Abstract: Optical Coherence Tomography (OCT) has greatly advanced the diagnosis and management of many retinal diseases by enabling volumetric structural imaging of the retina. Usually, retinal OCT is performed at near- infrared (NIR) wavelengths, limiting both axial resolution and contrast for molecules that play a role in vision. Though NIR OCT defines biomarkers that quantify progression of dry age-related macular degeneration (AMD), NIR OCT cannot yet delineate the finest structural and functional changes that define incipient AMD, or predict geographic atrophy, an end stage of AMD. Visible light OCT holds the promise of unprecedented axial resolution and molecular contrast, but visible light OCT systems to date have not delivered on this promise. Recently, our group identified numerous technical barriers, some unknown to the community, in visible light OCT. With our innovative solutions, we can now directly image and individually quantify Bruch’s membrane, the retinal pigment epithelium (RPE), and fine photoreceptor layers in morphologically normal retina without clinically detectable pathology, at a level of detail not attained by NIR OCT systems. These imaging capabilities are further enhanced by quantitative molecular information provided by visible light. In this proposal, we will develop fiber-based visible light OCT instrumentation and protocols to assess sub-micron changes with aging and macular degeneration in human eyes. Employing a range of in vitro and in vivo studies in rodents and humans, we propose to validate protocols that topographically measure the outer retina, RPE, and BM morphology, photopigment and melanin density, and photoreceptor function. We will validate and test the reproducibility of these structural and functional measurements, and apply them to study age-related changes in a cross-section of normal subjects. Finally, we will perform pilot clinical imaging studies to firstly, compare aging to early AMD, and secondly, identify candidate early biomarkers for progression of drusen to atrophy. If successful, this proposal will lay the groundwork for more extended longitudinal studies to study AMD progression in the human retina, and incorporation of new biomarkers into clinical trials.

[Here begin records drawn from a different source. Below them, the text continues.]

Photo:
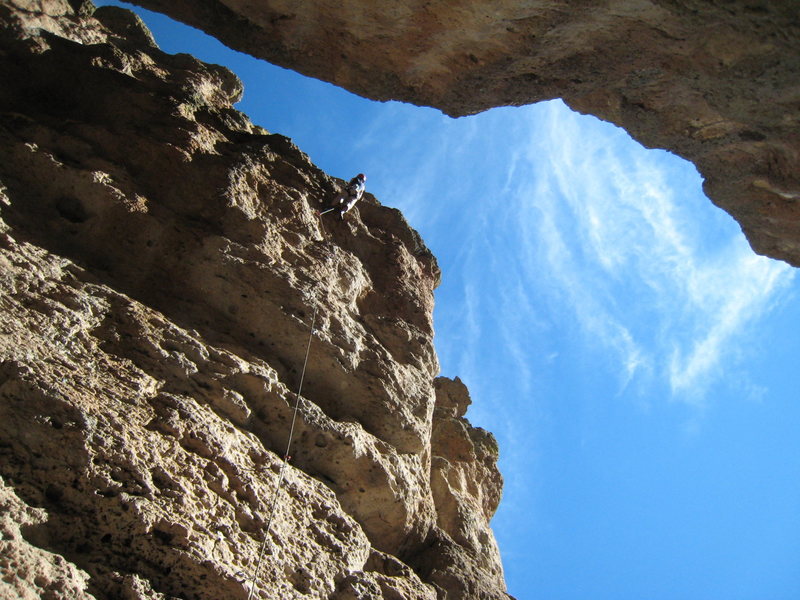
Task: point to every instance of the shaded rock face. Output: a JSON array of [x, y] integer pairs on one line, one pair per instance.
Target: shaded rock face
[[715, 82], [161, 266]]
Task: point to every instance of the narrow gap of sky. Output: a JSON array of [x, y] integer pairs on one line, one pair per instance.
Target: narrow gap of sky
[[634, 358]]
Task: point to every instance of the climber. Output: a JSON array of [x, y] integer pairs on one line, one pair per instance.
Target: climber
[[351, 194]]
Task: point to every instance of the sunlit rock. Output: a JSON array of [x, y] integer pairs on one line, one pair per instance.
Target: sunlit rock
[[161, 264]]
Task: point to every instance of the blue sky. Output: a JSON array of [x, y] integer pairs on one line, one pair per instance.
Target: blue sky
[[634, 358]]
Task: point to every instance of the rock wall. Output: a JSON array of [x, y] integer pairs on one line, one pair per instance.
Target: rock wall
[[161, 265], [713, 81]]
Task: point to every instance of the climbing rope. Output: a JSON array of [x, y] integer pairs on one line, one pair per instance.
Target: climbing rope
[[285, 460]]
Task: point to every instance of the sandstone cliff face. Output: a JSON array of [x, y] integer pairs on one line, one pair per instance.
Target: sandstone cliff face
[[161, 262], [715, 82]]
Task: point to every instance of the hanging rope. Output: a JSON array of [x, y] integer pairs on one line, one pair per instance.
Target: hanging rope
[[285, 460]]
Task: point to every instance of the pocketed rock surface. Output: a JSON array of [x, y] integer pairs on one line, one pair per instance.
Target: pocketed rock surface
[[714, 81], [161, 264]]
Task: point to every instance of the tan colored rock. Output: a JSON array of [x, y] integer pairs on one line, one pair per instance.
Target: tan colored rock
[[161, 263], [716, 83]]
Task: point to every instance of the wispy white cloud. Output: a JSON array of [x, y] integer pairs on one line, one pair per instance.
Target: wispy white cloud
[[619, 248]]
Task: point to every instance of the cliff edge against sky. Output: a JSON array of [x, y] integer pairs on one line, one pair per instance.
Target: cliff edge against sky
[[713, 81], [161, 262]]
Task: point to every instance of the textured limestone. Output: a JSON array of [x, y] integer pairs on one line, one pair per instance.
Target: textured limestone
[[161, 262], [715, 82]]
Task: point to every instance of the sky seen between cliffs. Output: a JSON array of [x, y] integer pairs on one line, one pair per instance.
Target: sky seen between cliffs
[[636, 361]]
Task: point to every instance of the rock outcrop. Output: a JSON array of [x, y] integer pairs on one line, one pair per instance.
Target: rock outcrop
[[162, 265], [715, 82]]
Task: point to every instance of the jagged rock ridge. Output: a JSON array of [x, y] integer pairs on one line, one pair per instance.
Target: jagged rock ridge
[[715, 82], [160, 263]]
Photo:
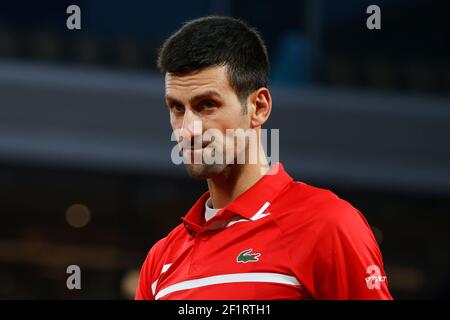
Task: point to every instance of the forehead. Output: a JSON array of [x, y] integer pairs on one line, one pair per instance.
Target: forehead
[[190, 84]]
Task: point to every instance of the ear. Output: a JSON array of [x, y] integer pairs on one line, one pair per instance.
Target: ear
[[261, 103]]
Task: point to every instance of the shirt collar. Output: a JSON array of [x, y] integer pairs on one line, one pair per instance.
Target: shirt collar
[[246, 205]]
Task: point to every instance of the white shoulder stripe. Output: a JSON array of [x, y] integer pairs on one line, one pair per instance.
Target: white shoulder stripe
[[165, 267], [229, 278]]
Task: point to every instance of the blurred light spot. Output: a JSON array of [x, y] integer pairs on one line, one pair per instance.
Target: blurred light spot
[[78, 215], [378, 234], [129, 283]]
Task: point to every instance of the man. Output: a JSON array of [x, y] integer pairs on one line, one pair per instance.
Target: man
[[256, 234]]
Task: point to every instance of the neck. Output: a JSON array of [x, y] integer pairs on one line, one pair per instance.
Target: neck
[[235, 180]]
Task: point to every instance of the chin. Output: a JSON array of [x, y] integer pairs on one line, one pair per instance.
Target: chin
[[205, 171]]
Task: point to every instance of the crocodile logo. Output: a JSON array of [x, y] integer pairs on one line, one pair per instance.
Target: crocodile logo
[[245, 256]]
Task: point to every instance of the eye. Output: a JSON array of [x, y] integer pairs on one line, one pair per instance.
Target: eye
[[175, 107]]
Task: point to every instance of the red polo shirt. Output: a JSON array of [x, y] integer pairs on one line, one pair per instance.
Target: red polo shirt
[[280, 239]]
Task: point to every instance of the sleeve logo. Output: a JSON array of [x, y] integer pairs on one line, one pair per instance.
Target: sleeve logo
[[374, 280]]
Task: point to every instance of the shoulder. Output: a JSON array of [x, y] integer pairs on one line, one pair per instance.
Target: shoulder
[[318, 208]]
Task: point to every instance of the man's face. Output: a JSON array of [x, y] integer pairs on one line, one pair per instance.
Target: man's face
[[198, 102]]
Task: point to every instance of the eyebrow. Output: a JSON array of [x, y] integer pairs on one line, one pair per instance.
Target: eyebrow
[[201, 96]]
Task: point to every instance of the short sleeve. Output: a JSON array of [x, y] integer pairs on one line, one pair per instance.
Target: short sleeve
[[147, 274]]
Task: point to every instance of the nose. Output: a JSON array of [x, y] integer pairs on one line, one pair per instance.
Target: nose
[[191, 125]]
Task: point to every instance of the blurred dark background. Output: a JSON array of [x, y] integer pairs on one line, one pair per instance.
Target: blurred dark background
[[85, 170]]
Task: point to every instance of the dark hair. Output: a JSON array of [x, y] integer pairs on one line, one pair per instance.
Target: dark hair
[[216, 41]]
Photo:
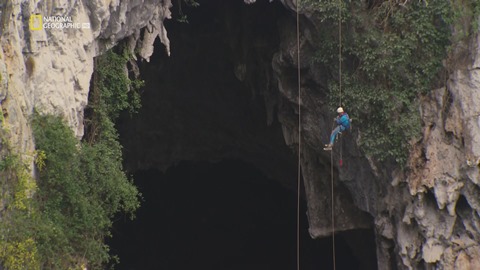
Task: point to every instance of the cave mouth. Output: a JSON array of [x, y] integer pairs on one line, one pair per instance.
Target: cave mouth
[[225, 215]]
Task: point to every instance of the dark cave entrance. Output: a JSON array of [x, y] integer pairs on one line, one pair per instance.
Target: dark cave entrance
[[216, 175], [225, 216]]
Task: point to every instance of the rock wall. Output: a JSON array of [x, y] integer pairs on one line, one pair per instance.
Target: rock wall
[[426, 218], [429, 218], [49, 70]]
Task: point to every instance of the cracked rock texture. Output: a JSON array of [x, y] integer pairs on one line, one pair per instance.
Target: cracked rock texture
[[50, 69], [428, 219]]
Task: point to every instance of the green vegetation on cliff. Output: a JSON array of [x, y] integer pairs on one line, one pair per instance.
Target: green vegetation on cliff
[[61, 220], [392, 53]]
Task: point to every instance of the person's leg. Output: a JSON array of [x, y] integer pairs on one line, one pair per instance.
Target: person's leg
[[334, 134]]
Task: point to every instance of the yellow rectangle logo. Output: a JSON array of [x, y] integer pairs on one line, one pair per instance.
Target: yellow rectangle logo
[[36, 22]]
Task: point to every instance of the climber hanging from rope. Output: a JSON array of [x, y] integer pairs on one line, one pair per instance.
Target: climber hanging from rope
[[343, 123]]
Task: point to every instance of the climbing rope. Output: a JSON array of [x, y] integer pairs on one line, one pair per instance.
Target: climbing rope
[[300, 133], [299, 137]]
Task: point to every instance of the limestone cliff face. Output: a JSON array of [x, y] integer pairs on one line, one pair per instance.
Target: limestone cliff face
[[430, 217], [50, 69], [427, 218]]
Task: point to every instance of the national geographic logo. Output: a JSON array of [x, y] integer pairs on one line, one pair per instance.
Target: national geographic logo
[[39, 22], [36, 22]]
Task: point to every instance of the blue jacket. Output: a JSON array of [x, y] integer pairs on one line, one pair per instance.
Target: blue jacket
[[344, 121]]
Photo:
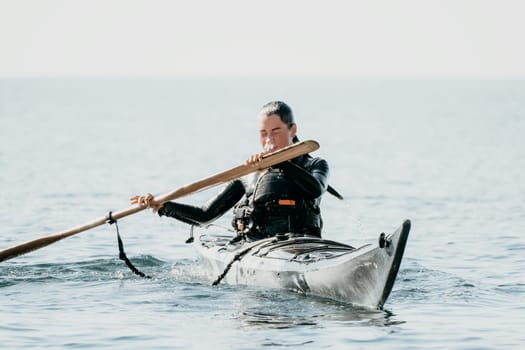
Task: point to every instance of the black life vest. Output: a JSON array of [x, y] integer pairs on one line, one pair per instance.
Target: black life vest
[[273, 204]]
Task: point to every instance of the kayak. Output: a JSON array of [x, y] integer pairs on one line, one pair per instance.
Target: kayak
[[361, 276]]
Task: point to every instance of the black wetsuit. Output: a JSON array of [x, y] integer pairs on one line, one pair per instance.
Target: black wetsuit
[[281, 199]]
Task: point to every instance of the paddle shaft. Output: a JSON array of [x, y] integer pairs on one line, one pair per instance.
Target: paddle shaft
[[268, 160]]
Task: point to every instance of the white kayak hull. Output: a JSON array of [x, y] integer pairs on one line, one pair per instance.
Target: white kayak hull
[[361, 276]]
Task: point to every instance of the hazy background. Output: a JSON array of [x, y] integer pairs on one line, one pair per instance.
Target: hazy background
[[235, 38]]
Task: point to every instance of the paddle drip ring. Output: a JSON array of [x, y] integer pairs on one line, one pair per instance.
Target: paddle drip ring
[[122, 255]]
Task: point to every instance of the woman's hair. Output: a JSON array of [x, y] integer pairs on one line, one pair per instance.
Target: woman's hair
[[282, 110]]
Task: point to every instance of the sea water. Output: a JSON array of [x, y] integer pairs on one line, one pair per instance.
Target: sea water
[[447, 154]]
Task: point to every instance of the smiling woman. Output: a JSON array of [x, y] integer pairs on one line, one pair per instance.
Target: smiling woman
[[233, 38], [283, 199]]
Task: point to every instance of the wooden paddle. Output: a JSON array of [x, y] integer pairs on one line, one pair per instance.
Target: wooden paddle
[[284, 154]]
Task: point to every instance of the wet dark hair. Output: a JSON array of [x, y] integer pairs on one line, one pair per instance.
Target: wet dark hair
[[282, 110]]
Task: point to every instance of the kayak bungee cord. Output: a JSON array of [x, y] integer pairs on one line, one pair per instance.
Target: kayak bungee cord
[[122, 255], [240, 255]]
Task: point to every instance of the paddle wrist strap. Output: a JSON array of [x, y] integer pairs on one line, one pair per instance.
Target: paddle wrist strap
[[122, 255]]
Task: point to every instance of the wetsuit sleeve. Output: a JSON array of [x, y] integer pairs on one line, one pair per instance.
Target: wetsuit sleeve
[[313, 181], [210, 211]]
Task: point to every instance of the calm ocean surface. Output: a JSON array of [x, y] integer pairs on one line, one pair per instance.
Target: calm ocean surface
[[449, 155]]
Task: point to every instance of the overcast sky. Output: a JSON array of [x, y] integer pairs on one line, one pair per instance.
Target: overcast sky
[[245, 38]]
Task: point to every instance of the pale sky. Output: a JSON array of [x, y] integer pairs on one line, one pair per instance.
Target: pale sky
[[264, 38]]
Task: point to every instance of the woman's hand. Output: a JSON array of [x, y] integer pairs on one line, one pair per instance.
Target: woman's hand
[[146, 201], [254, 159]]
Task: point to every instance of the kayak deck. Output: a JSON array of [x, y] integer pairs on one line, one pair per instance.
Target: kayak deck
[[363, 276]]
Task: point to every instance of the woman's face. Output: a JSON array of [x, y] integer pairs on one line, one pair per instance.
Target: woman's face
[[274, 134]]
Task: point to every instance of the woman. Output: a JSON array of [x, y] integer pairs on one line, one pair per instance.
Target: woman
[[281, 199]]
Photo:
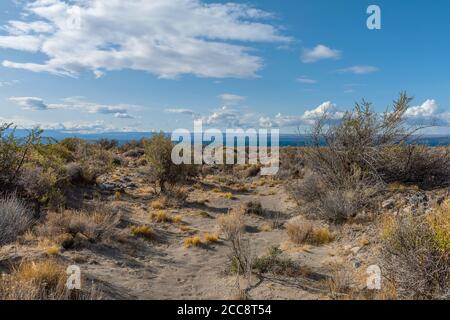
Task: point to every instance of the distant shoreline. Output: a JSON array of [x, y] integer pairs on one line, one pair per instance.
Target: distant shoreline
[[286, 140]]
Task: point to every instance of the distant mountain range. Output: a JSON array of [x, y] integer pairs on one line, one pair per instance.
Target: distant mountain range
[[285, 139]]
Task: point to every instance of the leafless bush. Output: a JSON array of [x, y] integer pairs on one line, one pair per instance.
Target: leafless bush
[[426, 167], [414, 259], [254, 207], [15, 219], [70, 227], [309, 189]]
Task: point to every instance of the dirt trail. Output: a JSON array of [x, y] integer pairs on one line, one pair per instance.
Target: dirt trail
[[166, 269]]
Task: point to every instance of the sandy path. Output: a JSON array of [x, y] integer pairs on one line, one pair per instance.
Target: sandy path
[[165, 269]]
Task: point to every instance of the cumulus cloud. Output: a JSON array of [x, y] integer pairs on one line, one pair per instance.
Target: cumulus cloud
[[181, 111], [320, 52], [327, 109], [428, 114], [306, 80], [231, 99], [167, 38], [73, 103], [66, 126], [30, 103], [359, 69]]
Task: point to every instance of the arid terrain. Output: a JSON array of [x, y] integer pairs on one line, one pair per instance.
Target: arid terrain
[[361, 216]]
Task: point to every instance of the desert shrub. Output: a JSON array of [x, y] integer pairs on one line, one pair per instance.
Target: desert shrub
[[143, 231], [253, 207], [193, 241], [40, 280], [353, 159], [305, 232], [162, 171], [292, 163], [73, 228], [416, 256], [273, 262], [108, 144], [423, 166], [15, 219], [134, 153], [231, 224], [14, 153]]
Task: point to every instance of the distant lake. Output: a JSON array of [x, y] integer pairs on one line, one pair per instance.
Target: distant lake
[[286, 140]]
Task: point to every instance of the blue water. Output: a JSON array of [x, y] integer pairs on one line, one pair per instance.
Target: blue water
[[285, 139]]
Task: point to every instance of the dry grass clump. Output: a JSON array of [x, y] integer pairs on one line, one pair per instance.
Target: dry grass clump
[[231, 224], [160, 203], [352, 160], [416, 255], [40, 280], [195, 241], [228, 195], [161, 217], [177, 219], [273, 262], [254, 207], [78, 228], [340, 283], [143, 231], [306, 232], [15, 219], [210, 238]]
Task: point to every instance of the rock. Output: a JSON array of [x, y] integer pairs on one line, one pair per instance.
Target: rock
[[388, 204], [80, 241]]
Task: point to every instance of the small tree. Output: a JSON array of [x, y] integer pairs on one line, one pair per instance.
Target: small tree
[[14, 153], [162, 171]]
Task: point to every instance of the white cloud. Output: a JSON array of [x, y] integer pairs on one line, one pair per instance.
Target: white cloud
[[231, 99], [30, 103], [359, 69], [167, 38], [123, 115], [306, 80], [320, 52], [73, 103], [428, 114], [66, 126], [309, 117], [428, 108], [181, 111]]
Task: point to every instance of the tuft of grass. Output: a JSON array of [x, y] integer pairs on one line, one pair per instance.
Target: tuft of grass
[[228, 195], [185, 229], [306, 233], [211, 238], [177, 219], [439, 221], [265, 228], [192, 241], [161, 217], [160, 203], [143, 231]]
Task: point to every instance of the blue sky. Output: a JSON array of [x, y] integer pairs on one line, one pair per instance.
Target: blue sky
[[144, 65]]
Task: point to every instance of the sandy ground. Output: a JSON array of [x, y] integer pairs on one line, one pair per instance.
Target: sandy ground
[[165, 269]]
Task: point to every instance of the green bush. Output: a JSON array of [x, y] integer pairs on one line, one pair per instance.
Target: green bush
[[162, 171]]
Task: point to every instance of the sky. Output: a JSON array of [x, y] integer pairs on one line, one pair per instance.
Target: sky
[[146, 65]]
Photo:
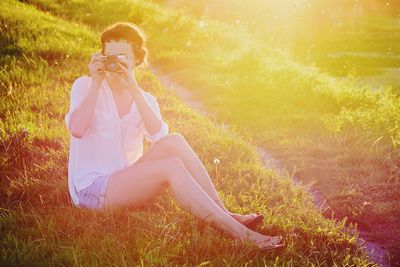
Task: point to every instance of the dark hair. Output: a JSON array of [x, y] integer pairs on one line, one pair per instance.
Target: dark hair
[[130, 32]]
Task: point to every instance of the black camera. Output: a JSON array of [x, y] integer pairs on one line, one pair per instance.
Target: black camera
[[111, 62]]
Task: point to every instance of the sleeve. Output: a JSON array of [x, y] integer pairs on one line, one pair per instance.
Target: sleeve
[[164, 130], [80, 89]]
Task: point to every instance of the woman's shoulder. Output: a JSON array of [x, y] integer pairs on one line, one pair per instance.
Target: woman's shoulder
[[83, 79]]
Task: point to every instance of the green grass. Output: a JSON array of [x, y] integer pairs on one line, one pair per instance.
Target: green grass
[[39, 225]]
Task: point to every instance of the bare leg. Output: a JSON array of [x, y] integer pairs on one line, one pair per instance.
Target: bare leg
[[175, 145], [140, 182]]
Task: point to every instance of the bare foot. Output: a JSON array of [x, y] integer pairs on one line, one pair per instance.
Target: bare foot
[[262, 241], [243, 218]]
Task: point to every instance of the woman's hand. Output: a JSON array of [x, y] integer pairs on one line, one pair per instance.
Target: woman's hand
[[96, 68], [127, 74]]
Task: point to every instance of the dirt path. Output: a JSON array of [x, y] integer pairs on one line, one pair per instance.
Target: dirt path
[[377, 254]]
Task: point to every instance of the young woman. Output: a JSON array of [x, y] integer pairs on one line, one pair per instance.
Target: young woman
[[108, 118]]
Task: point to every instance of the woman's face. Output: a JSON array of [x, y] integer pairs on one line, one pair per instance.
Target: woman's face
[[116, 48]]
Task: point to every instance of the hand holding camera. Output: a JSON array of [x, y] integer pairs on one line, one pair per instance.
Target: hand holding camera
[[120, 65]]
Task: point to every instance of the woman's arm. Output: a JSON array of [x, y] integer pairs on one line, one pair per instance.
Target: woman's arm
[[81, 117], [150, 117]]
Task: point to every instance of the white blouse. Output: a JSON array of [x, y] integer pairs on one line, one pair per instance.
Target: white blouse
[[110, 143]]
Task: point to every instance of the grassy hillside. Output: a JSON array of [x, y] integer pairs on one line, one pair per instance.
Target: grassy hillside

抽象的： 光学相干断层扫描（OCT）大大提高了许多视网膜的诊断和管理 通过启用视网膜的体积结构成像来疾病。通常，视网膜OCT在接近 红外（NIR）波长，限制了在视觉中发挥作用的分子的轴向分辨率和对比度。 尽管NIR OCT定义了量化干燥年龄相关黄斑变性（AMD）进展的生物标志物，但 NIR OCT还不能描述定义初期AMD或预测的最佳结构和功能变化 地理萎缩，AMD的结束阶段。可见光OCT具有前所未有的轴向分辨率的承诺 和分子对比，但迄今为止可见的光OCT系统尚未在这一承诺上传递。 最近，我们的小组在可见光的OCT中确定了许多技术障碍，有些是社区未知的。 有了我们的创新解决方案，我们现在可以直接形象并单独量化Bruch的膜，其余的 颜料上皮（RPE）和形态正常视网膜中的细光感受器层，没有临床 可检测的病理学，在NIR OCT系统未附加的细节上。这些成像功能是 通过可见光提供的定量分子信息进一步增强。 在此提案中，我们将开发基于光纤的可见光OCT仪器和协议来评估子微调 随着人眼中的衰老和黄斑变性的变化。采用一系列体外和体内研究 在啮齿动物和人类中，我们建议验证在地形上测量外部视网膜RPE的方案 以及BM形态，光化和黑色素密度以及光感受器功能。我们将验证和测试 这些结构和功能测量的可重复性，并将其应用于研究与年龄相关的变化 在正常受试者的横截面中。最后，我们将进行试验临床成像研究，首先进行比较 衰老到早期的AMD，其次，确定候选早期生物标志物，以使drusen向萎缩发展。如果 成功，该提案将为更广泛的纵向研究奠定基础，以研究AMD 人类视网膜和新生物标志物的行业发展为临床试验。